Zeal and Knowledge
by Jacob Hudgins
“For I bear them witness that they have a zeal for God, but not according to knowledge”(Rom 10:2)
The Jews of Paul’s day had a passion for God, but they failed to understand His will. “For being ignorant of the righteousness of God, and seeking to establish their own, they did not submit to God’s righteousness”(Rom 10:3). These two attributes—zeal and knowledge—help us to break down all people into four categories.
Some have no zeal and no knowledge. They don’t know and they don’t care. They may have a passion for many other things—cars, shopping, music—but God doesn’t make the cut. As a result, spiritual discussion and Bible teaching are so tedious to them that they’ll get angry with those who try to help them.

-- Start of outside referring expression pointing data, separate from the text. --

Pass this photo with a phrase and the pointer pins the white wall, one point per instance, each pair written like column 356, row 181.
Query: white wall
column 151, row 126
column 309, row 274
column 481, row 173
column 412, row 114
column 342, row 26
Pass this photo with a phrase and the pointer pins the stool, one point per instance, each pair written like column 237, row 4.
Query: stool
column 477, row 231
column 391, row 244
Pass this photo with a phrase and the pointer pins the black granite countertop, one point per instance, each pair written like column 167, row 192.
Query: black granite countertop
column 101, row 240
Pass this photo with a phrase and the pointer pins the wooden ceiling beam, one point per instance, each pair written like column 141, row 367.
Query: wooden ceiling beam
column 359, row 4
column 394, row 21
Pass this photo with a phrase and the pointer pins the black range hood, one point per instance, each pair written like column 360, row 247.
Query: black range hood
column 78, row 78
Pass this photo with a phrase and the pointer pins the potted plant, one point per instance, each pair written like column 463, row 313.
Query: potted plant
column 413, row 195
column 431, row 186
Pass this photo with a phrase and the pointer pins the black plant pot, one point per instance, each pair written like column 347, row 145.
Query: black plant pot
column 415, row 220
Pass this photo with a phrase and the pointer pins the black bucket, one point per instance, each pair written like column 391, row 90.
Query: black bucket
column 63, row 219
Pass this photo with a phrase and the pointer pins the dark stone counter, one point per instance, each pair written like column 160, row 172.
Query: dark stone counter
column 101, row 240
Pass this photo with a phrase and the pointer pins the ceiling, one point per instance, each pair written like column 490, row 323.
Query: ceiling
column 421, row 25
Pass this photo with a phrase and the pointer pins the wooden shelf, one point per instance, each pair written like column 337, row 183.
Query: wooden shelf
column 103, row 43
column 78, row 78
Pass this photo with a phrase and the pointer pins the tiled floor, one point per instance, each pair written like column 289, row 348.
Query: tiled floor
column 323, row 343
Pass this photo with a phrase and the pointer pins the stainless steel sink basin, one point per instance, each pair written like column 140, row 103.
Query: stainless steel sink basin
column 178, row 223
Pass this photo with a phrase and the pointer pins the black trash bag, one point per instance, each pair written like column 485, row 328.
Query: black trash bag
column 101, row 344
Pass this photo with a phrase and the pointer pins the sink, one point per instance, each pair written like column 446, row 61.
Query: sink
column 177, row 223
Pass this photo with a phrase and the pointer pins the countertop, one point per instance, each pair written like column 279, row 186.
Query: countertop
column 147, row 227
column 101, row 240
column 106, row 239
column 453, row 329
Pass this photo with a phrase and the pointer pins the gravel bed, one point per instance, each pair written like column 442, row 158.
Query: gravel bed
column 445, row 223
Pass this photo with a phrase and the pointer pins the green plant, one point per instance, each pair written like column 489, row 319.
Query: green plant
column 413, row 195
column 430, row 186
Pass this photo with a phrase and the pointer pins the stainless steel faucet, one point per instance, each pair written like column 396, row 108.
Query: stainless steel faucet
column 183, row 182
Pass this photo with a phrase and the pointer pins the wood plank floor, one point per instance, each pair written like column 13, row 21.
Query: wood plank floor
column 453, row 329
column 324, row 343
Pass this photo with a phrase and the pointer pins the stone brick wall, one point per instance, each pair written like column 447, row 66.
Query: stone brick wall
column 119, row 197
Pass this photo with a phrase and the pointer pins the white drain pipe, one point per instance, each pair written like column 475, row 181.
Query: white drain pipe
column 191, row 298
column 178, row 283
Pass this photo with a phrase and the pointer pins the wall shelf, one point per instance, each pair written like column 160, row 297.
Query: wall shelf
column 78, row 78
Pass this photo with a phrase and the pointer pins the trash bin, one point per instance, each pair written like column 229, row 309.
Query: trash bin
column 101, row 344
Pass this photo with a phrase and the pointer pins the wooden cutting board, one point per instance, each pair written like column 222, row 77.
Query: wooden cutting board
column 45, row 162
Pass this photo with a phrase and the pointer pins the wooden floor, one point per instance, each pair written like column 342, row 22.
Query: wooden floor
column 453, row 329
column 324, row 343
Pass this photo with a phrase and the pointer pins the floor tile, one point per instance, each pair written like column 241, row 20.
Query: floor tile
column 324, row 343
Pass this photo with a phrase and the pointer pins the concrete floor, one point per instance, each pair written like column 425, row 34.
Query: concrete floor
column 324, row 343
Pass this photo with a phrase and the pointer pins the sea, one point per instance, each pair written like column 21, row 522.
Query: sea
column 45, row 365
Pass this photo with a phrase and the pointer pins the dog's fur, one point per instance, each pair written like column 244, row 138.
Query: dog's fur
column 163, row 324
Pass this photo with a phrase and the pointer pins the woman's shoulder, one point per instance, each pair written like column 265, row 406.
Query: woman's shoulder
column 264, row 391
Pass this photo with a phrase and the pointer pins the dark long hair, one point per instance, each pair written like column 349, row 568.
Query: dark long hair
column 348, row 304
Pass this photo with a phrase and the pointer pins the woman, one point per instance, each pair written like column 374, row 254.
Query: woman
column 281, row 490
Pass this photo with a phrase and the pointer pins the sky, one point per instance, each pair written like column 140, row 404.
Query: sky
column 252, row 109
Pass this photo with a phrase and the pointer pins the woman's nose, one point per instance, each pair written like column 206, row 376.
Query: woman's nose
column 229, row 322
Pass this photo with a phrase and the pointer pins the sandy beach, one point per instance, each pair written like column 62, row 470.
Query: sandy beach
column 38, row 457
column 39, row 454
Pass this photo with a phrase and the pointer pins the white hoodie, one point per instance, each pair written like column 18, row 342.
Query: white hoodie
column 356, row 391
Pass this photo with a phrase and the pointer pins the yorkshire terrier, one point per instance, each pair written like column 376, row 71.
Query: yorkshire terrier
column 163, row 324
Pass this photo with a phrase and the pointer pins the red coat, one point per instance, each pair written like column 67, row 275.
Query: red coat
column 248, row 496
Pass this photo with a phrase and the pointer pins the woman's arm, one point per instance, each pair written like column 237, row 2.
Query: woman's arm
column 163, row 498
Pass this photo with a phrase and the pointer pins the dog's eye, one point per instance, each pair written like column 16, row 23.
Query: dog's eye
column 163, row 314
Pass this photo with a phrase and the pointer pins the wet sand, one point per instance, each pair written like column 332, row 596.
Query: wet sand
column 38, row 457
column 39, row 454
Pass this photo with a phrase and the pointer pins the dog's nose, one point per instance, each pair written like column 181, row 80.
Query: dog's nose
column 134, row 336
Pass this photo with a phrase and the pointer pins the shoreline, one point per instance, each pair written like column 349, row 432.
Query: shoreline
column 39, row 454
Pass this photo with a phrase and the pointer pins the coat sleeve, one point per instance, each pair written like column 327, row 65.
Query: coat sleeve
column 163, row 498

Some have zeal but no knowledge. These are the Jews of our text—and countless other well-meaning people who passionately believe something that is wrong. Paul wrote of his days in Judaism: “as to zeal, a persecutor of the church”(Phil 3:6). He was going a thousand miles an hour in the wrong direction.
Some have knowledge but no zeal. They have the information, but it triggers no enthusiasm in them. “So, because you are lukewarm, and neither hot nor cold, I will spit you out of my mouth”(Rev 3:16). This group shows us that simply mastering the facts of the gospel and doctrinal truth is not enough. God wants us to care!
Some have knowledge and zeal. Apollos was a man “fervent in spirit”(Acts 18:25), but with incomplete knowledge. Yet when he learned “the way of God more accurately”(Acts 18:26), he “powerfully refuted the Jews in public, showing by the Scriptures that the Christ was Jesus”(Acts 18:28). God can use those who have both knowledge and zeal in a powerful way.
Where do you fit? Do you know God’s truth? Do you care about God’s things?